In testimony before the Senate Banking Committee last week, SEC Chairman William Donaldson indicated that he would not support the controversial trade-through opt-out exception.

Opt-out, he said, would disadvantage sellers who "stick [their] necks out" and post a limit order outside of the national bid-best offer (NBBO). "I think there’s a legitimate argument here for the institutional trader who says that ‘For me, the best price is not 100 shares [posting a limit order showing the best price], for me it’s the average price I get on executing a huge order’," said Donaldson. "But," he added, even then "I have difficulty . . . thinking that that one 100 share order that had the courage to post the limit order doesn’t get executed."

The problem might be solved, he said, if everything went electronic.

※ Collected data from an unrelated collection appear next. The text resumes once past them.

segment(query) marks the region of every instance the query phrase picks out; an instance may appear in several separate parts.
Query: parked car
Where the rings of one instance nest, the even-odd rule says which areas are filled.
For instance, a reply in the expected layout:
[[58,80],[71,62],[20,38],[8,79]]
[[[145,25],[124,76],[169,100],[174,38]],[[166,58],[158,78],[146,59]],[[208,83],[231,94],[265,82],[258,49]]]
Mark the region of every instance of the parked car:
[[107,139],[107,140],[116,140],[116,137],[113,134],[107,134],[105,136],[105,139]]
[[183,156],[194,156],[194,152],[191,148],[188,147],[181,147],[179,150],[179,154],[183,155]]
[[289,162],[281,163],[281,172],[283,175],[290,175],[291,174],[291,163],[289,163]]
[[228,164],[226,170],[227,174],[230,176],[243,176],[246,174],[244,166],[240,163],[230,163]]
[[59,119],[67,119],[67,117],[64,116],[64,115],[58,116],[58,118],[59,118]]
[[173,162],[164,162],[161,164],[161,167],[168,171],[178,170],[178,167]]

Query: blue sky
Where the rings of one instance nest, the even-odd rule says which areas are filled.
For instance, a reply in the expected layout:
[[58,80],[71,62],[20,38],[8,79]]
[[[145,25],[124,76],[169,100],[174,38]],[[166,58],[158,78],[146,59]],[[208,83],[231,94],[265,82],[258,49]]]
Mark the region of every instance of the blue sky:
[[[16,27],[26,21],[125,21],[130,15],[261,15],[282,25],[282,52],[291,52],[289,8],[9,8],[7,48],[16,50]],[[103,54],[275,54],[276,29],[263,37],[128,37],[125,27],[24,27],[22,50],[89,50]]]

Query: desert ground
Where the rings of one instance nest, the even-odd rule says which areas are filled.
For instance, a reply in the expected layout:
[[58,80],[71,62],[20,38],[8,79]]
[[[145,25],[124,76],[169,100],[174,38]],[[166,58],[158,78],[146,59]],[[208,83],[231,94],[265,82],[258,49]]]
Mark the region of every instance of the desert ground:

He noted that the so-called "slow" markets (namely, the traditional floor-based auction markets such as the NYSE) have indicated that they will implement automated execution without human intervention. "If this electronic instantaneous capability can be developed by the so-called ‘slow’ markets, what do you have to opt-out for?" he said

Senator Charles Schumer (D-NY) agreed, warning that if "large players" are allowed to opt-out, "you can end up with a fragmented market system" and "even worse, an opaque system where there’s no ability to police or there’s policing after the action." He said small investors were most concerned with price, rather than speed. "I think you are right on trade-through," he told Donaldson, but added that "I’d be really careful before going to opt out."

Also in agreement: Senator Jon Corzine (D-NJ), who described the opt-out rule as having "a lot of . . . unintended consequences." He said that even institutional investors that go "to wherever the size is" may not get the best price as a result of "leaving out some of those better price bids and offers" when computing the average price on the trade. That, he said, "would be a very hard thing, I think, to justify after the fact." His parting words to Donaldson: "Good luck!"

Donaldson said that the SEC hopes to have a revised NMS proposal issued by the end of the year.